More Embarrassing Situations and How to Ease Them

GOOFING UP

Suppose your son tripped in the school cafeteria and dropped his lunch on the floor. Or kicked the ball into the other team's goal at a soccer match. Whenever he messes up big-time, he wants to hide. A blunder in front of peers is humiliating for 5- and 6-year-olds because they're trying to make lots of new friends. "They think that other kids won't want to hang out with them after their gaffe," says Dr. Villegas-Reimers.

Blush Buster Tell your child that it's okay to laugh it off. While his first reaction may be to cry or get angry, making a joke out of it or saying something like, 'Now that was silly,' is the way to deflate attention. Remind him to give other kids a break when they make mistakes so they'll do the same for him.

ANYTHING YOU CAN DO

If your daughter's friend knows her full address, your kid must know hers too. Her sister did a back flip? She has to give it a try. A classmate can ice-skate? Your daughter begs you for lessons. Anytime someone does something she can't, it's a huge issue. "Kids in this age group are concerned about what they're doing and how it compares with others," says Dr. Klinepeter. If a child can't do something as well as a peer, she may feel inferior.

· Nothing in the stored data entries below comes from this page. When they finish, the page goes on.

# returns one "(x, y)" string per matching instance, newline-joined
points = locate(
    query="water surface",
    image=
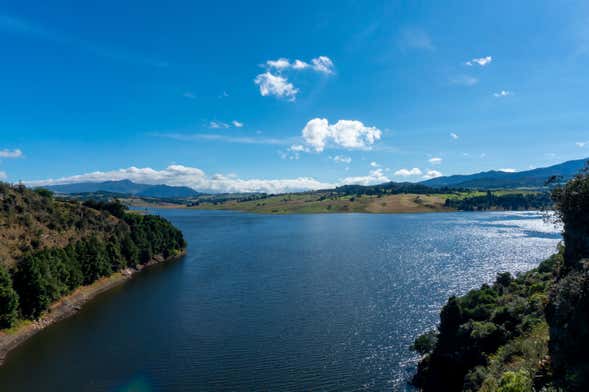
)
(279, 303)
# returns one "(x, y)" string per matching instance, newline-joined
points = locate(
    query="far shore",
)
(69, 305)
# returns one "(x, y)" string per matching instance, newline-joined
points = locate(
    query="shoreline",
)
(71, 304)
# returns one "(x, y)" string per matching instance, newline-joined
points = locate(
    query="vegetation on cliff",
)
(50, 247)
(524, 333)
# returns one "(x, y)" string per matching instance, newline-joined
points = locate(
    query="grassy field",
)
(323, 202)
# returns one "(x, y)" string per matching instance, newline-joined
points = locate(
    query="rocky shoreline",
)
(70, 305)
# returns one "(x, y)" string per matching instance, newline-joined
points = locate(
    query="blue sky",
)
(211, 95)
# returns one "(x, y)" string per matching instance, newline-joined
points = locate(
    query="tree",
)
(8, 300)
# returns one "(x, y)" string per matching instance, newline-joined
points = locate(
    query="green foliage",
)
(513, 201)
(519, 381)
(8, 300)
(110, 239)
(475, 326)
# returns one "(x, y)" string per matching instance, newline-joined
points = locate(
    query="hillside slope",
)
(498, 179)
(49, 247)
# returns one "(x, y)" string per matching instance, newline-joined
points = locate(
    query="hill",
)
(494, 179)
(126, 187)
(50, 247)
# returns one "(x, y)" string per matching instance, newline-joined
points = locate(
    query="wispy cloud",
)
(502, 93)
(15, 25)
(276, 85)
(341, 159)
(11, 153)
(464, 80)
(482, 61)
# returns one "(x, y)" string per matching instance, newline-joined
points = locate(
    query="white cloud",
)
(375, 176)
(298, 64)
(341, 159)
(432, 174)
(276, 85)
(408, 172)
(502, 93)
(350, 134)
(279, 64)
(464, 80)
(179, 175)
(11, 153)
(322, 64)
(482, 61)
(218, 125)
(193, 177)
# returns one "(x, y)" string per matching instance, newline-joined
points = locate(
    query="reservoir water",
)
(280, 303)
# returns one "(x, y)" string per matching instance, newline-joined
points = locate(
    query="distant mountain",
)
(126, 187)
(499, 179)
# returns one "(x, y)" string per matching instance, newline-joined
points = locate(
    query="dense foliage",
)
(114, 239)
(474, 327)
(568, 310)
(512, 202)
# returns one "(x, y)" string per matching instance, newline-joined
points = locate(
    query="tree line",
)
(43, 276)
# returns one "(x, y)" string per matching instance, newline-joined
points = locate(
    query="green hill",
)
(49, 247)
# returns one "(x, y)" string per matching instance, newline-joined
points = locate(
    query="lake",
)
(280, 303)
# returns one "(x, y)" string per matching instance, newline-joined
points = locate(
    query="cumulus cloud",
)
(195, 178)
(273, 81)
(350, 134)
(432, 174)
(276, 85)
(464, 80)
(375, 176)
(298, 64)
(502, 93)
(408, 172)
(322, 64)
(11, 153)
(218, 125)
(341, 159)
(482, 61)
(279, 64)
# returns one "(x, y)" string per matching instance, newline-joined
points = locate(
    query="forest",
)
(523, 333)
(51, 247)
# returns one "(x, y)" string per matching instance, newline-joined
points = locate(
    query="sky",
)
(235, 96)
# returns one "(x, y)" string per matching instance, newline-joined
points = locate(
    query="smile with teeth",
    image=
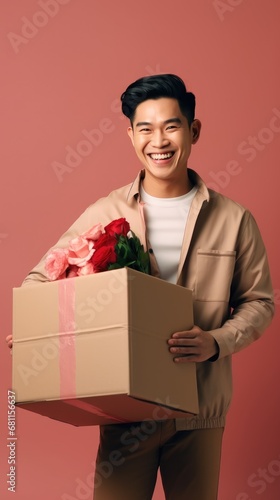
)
(161, 156)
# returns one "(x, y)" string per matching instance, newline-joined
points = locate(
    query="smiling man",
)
(198, 239)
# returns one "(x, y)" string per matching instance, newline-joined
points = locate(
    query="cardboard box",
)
(93, 350)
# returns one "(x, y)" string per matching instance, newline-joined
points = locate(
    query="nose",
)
(159, 140)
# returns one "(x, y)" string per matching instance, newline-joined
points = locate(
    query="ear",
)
(195, 130)
(131, 134)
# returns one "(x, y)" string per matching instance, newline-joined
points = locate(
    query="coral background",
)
(64, 64)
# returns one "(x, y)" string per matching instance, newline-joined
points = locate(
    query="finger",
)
(187, 334)
(183, 342)
(185, 351)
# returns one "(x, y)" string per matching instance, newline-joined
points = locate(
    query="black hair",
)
(154, 87)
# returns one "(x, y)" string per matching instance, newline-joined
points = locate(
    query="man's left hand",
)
(193, 345)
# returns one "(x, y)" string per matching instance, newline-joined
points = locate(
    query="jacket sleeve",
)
(251, 302)
(82, 224)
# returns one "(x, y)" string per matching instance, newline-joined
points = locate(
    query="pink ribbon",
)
(67, 342)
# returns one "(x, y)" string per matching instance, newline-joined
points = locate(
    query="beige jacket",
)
(223, 260)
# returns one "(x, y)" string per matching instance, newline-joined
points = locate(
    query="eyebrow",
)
(170, 120)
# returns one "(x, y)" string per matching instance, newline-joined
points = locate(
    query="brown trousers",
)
(130, 455)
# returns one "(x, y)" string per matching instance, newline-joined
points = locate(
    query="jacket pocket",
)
(214, 274)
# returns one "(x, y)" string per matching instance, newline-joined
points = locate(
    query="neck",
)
(166, 188)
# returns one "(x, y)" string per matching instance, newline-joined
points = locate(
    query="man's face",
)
(162, 139)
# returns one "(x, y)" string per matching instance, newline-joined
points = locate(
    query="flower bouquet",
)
(99, 249)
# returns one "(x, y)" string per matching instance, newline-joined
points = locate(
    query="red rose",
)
(102, 257)
(105, 240)
(118, 226)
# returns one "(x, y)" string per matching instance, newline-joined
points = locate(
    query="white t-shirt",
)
(166, 221)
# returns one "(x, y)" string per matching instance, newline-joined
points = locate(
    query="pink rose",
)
(94, 233)
(56, 263)
(72, 272)
(80, 251)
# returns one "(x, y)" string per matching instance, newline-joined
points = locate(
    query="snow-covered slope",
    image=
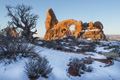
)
(59, 61)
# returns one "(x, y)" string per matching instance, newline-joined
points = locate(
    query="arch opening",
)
(72, 28)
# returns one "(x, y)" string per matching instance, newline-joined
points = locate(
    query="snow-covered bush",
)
(37, 67)
(11, 48)
(80, 66)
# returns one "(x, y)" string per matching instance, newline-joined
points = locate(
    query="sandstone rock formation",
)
(59, 30)
(50, 20)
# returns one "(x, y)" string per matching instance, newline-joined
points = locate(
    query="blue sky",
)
(106, 11)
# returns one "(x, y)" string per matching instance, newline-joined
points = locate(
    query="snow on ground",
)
(59, 61)
(102, 49)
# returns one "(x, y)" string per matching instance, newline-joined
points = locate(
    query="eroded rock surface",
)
(59, 30)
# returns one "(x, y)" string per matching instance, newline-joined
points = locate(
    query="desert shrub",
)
(37, 67)
(80, 66)
(11, 48)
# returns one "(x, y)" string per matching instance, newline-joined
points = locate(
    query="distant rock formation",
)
(12, 32)
(59, 30)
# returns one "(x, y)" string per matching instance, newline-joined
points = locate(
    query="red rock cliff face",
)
(59, 30)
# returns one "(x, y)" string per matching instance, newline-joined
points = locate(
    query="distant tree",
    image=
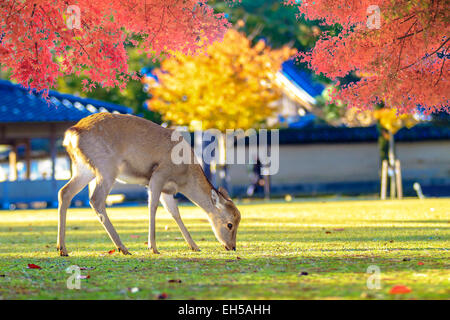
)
(272, 21)
(232, 86)
(398, 49)
(133, 95)
(41, 40)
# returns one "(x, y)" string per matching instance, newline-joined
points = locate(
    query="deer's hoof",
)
(124, 251)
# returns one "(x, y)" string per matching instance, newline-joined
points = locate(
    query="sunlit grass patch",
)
(295, 250)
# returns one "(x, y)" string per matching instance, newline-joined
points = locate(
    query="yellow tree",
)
(392, 122)
(230, 86)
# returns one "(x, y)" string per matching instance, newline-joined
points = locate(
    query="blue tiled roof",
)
(302, 79)
(17, 104)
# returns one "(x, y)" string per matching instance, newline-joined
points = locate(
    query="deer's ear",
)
(216, 199)
(224, 192)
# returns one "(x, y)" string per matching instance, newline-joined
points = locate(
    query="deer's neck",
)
(198, 190)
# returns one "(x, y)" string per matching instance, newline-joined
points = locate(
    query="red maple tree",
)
(41, 40)
(398, 49)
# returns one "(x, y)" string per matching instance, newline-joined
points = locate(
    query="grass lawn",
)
(333, 242)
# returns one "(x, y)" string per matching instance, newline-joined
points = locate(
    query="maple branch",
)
(426, 56)
(440, 74)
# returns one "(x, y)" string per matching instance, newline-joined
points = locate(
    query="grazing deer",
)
(106, 147)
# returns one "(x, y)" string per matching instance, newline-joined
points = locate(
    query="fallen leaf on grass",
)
(400, 289)
(162, 296)
(87, 268)
(174, 281)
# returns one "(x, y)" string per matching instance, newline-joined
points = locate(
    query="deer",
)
(106, 147)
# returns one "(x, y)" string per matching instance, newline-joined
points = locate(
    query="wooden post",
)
(384, 169)
(398, 175)
(13, 163)
(28, 158)
(53, 154)
(392, 165)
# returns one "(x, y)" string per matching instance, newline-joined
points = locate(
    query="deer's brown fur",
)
(105, 147)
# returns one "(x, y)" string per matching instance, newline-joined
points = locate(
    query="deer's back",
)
(129, 144)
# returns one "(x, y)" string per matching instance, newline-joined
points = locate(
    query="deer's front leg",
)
(170, 204)
(154, 193)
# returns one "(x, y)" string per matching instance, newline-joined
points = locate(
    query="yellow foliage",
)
(230, 86)
(392, 122)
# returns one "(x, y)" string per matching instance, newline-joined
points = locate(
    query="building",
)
(33, 164)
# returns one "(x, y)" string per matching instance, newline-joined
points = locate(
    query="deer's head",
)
(225, 220)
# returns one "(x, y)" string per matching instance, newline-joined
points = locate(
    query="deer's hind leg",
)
(103, 185)
(80, 178)
(170, 204)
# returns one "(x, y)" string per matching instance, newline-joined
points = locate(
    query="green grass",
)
(334, 242)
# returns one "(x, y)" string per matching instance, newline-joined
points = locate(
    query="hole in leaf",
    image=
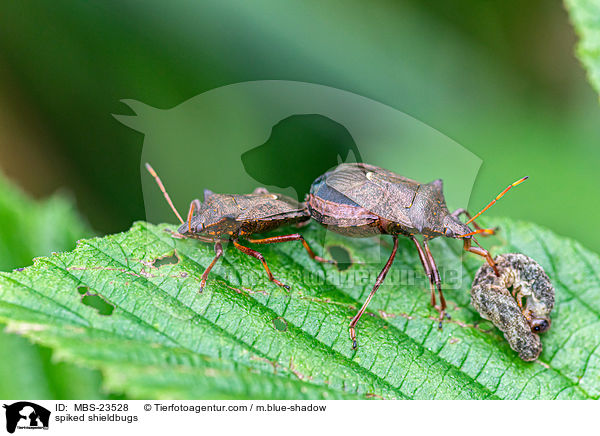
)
(341, 256)
(168, 259)
(92, 299)
(280, 324)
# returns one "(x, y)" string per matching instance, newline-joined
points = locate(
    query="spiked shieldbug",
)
(237, 216)
(361, 200)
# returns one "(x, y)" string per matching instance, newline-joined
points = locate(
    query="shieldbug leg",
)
(437, 280)
(426, 267)
(286, 238)
(481, 252)
(218, 253)
(378, 282)
(458, 212)
(194, 205)
(257, 255)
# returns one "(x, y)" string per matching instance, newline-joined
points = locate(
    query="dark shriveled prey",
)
(518, 302)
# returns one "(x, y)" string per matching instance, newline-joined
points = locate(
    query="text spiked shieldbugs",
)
(232, 217)
(362, 200)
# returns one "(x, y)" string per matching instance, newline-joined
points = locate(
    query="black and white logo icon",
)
(26, 415)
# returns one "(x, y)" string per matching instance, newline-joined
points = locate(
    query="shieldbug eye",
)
(540, 325)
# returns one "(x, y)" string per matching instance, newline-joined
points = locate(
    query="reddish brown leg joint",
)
(257, 255)
(458, 212)
(286, 238)
(194, 205)
(434, 278)
(481, 252)
(218, 253)
(378, 282)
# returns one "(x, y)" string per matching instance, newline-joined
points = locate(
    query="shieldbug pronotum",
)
(518, 302)
(362, 200)
(232, 216)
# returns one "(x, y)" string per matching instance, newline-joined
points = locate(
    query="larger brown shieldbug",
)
(232, 216)
(362, 200)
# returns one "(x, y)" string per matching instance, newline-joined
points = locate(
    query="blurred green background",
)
(499, 78)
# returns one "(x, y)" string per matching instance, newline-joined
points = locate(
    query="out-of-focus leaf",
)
(585, 15)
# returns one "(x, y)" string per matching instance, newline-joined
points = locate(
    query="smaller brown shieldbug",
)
(362, 200)
(232, 217)
(518, 302)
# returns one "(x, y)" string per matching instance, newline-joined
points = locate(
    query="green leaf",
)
(585, 15)
(30, 228)
(244, 337)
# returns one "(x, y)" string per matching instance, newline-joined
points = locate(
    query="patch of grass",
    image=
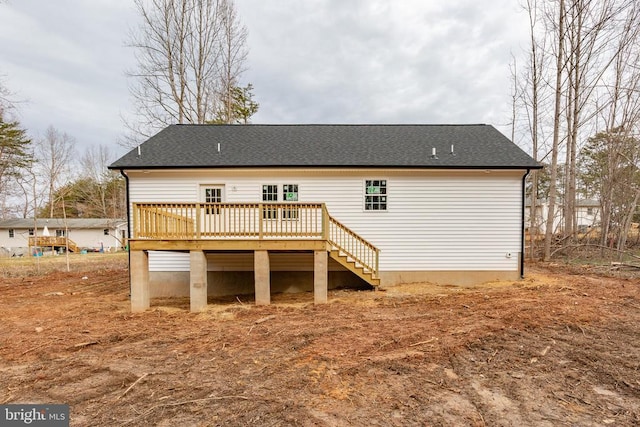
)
(36, 266)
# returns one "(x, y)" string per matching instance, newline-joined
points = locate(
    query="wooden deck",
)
(53, 242)
(252, 226)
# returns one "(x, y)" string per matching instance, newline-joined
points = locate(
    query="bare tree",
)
(233, 55)
(190, 55)
(559, 67)
(54, 154)
(95, 161)
(583, 38)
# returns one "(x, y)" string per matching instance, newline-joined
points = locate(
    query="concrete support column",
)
(262, 277)
(198, 281)
(320, 276)
(139, 273)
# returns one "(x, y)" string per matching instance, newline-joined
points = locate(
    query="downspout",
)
(524, 178)
(126, 180)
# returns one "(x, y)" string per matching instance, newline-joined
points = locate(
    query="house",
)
(229, 209)
(587, 217)
(18, 235)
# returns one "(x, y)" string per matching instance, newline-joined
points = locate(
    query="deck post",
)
(198, 281)
(140, 298)
(262, 277)
(320, 276)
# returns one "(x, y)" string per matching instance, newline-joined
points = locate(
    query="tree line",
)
(190, 59)
(577, 101)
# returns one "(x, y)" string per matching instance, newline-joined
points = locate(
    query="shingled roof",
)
(340, 146)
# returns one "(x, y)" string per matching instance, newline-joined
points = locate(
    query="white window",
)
(375, 195)
(212, 194)
(290, 194)
(270, 194)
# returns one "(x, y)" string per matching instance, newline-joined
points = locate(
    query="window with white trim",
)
(375, 195)
(213, 195)
(290, 194)
(270, 194)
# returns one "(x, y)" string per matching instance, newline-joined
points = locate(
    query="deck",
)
(258, 227)
(53, 242)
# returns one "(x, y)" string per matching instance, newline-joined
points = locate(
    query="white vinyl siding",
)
(435, 220)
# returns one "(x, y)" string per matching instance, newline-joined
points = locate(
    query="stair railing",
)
(351, 244)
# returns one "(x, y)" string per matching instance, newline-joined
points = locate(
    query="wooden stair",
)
(354, 267)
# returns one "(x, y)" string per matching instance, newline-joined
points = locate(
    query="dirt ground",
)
(561, 347)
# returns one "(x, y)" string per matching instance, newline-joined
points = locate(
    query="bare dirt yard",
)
(561, 347)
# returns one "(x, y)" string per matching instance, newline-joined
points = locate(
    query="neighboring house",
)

Blush Buster Bring the focus back to your child. "Tell her she's doing her best and emphasize the things she can do well," says Dr. Klinepeter. Then explain that everyone has different talents -- and she shouldn't feel bad if she can't do the same thing as her friend. But help her think about how she could learn or improve the skills needed to accomplish -tasks. For instance, if she's upset be-cause she can't tie her sneakers, offer to teach her. Says Dr. Villegas-Reimers: "It will help her realize that although the embarrassment doesn't feel good, she can do something about it."

CRUSH BLUSH

Does your son play with a neighborhood girl but ignore her when his boy pals are around? Maybe he constantly talks about a girl from school but then tells his friends she's "gross." Boy-girl stuff can be super awkward. "A lot of kids still feel that boys play with boys and girls play with girls, so if a boy-girl friendship develops, it may be looked at as unusual by other children," says Dr. Klinepeter.

Blush Buster Don't assume that being friends with a girl means your son "likes" her. Explain that you have male friends and it's no big deal. But if he is love-struck, resist getting all nosy about it. "Let him know everyone has a crush from time to time," says Dr. Fisher. Then if he wants to talk about it, let him. If not, give him space.